Noch immer wurden die Ochsen vorbeigetrieben; ein Beweis dafür, wie reich Isaak noch immer war, trotz der großen Viehsterbe, die ihn, wie er jammernd erzählte, mehr als tausend »Beeste« gekostet hatte.

»Seine tausendfünfhundert hat er wenigstens noch immer, und dabei dieser Geiz!« dachte Herr Lerse, indem er, sich zwischen den Rindern hindurchwindend, nach dem Hause des Unterkapitäns weiterging. Er nahm an, daß Isaak nun wohl von seinem Kommen unterrichtet sei und daß er ihn beim Wasserplatz erwarten würde.

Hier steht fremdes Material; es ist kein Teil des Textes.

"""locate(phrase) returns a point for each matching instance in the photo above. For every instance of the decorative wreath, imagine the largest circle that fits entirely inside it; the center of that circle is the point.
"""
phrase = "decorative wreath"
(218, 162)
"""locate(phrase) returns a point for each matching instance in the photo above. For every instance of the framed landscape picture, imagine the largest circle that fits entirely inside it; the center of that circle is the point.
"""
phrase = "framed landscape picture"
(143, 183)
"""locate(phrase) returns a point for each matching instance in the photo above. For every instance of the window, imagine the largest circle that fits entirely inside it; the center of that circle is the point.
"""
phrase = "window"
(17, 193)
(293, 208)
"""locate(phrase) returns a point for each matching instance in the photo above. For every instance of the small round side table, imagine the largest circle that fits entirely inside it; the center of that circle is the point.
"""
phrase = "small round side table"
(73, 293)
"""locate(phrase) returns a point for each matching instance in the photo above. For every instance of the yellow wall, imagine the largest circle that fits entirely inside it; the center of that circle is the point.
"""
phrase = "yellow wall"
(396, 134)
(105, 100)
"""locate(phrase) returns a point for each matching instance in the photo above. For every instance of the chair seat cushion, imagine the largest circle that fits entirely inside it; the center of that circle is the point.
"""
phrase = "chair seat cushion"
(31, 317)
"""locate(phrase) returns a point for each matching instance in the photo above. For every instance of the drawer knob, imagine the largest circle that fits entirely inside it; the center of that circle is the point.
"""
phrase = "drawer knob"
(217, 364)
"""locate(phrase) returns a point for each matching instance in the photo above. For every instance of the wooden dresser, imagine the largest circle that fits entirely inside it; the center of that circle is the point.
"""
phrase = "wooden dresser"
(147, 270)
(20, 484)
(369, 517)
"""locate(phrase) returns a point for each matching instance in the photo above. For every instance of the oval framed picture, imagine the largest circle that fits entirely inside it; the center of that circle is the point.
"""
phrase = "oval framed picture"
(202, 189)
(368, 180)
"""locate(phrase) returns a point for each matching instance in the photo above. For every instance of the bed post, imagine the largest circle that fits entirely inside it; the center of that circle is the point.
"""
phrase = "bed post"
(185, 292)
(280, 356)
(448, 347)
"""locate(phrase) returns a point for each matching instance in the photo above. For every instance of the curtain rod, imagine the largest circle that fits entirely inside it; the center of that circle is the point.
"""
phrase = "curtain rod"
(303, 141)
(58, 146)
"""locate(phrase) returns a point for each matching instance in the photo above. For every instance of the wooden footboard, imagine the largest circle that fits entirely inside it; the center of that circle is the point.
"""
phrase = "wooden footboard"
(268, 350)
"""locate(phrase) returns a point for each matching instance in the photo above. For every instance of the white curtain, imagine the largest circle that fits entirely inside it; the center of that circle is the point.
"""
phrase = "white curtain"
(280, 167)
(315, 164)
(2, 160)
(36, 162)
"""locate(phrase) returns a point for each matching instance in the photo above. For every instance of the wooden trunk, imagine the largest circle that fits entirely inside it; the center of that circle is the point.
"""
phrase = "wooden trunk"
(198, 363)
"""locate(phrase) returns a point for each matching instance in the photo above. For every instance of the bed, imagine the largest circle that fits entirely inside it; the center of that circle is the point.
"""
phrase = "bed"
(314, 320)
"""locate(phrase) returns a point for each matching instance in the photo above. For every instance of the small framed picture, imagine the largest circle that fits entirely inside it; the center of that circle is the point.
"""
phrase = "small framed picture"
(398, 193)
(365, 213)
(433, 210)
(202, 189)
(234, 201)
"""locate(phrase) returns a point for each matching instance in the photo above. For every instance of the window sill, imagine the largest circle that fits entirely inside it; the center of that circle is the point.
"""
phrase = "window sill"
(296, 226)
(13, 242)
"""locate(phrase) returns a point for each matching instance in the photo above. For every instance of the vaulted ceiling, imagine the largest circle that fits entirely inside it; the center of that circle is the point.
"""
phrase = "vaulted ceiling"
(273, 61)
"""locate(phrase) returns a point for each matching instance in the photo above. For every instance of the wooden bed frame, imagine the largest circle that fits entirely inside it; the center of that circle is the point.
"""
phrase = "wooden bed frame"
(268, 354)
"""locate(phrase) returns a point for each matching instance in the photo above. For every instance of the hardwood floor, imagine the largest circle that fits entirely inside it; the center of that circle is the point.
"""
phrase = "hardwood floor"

Als er diesen aber erreicht hatte, war von Isaak oder von irgendwelchen Vorbereitungen zum Empfange eines Gastes nichts zu bemerken.

Umsomehr Menschen standen hier herum, Männer, Frauen und Kinder, die sich alle, ohne den ankommenden Weißen zu beachten, schreiend und mit lebhaften Gebärden nur mit den Ochsen zu beschäftigen schienen.

Brüllend drängten sich diese zu dem großen Holztrog, der in der Mitte des Platzes neben der von einer Dornenhecke umgebenen Wassergrube stand und unablässig aus dieser gefüllt wurde. Fünf Männer standen auf Baumgerüsten in dem Brunnen übereinander, um in mühevoller Arbeit und unter fortwährendem Geschrei das Wasser aus der Tiefe heraufzubefördern.

»Heu!« schrie der unterste, indem er es mit dem Eimer schöpfte. – »Hopp!« brüllte der zweite, der den Eimer in Empfang nahm und dem über ihm Stehenden hinaufreichte. Und »Heu! – Hopp!« ging es dann weiter, bis der Eimer zum Troge gelangt war und von dort aus wieder zurück bis zum Grunde des Brunnens.

Kopfschüttelnd schaute Herr Lerse ihnen eine Weile zu. »Es sind doch seltsame Menschen,« dachte er bei sich. »Diesen Leuten könnte man wer weiß was bieten, um sie zur Arbeit zu veranlassen; sie würden nicht den Finger rühren. Für ihre Ochsen aber stehen sie hier den halben Tag im Sonnenbrand und mühen sich, daß selbst unsereinem dabei das Herz im Leibe lachen kann.«

Plötzlich wurde er von hinten her am Rocke gezupft.

Er drehte sich um und sah, daß es die Frauen waren, die er vorhin zu Isaak geschickt hatte und die nun ihren Lohn haben wollten.

»Gib Tabak, Herr! Gib Tabak!« schrieen sie durcheinander, wobei sich immer die eine bemühte, die andere zurückzudrängen.

»Tabak wollt ihr?« entgegnete Herr Lerse, sie mit dem Stocke von sich fernhaltend. »Ich wüßte nicht, wofür. Wo ist euer Kapitän? Habt ihr vielleicht dafür gesorgt, daß ich mit ihm sprechen kann?«

»Dort Kapitän!« schrieen die Weiber wieder, nach dem größten der Steinhäuser zeigend, das man vom Wasserplatze aus wegen der großen Bäume nicht übersehen konnte. »Dort Kapitän! Gib Tabak, Herr!«

Herr Lerse trat rasch näher an die Bäume heran, so daß er das Kapitänshaus überschauen konnte, und nun sah er, wie Isaak, den Schlapphut auf dem Kopfe, die kurze Pfeife im Munde und die in Drellhosen steckenden Beine mit den bloßen Füßen übereinandergeschlagen, behaglich in einem Schaukelstuhl saß und schmunzelnd die Rinder zählte, die, nachdem sie sich an dem Troge sattgetrunken hatten, in fast feierlichem Aufzuge an ihm vorübergetrieben wurden.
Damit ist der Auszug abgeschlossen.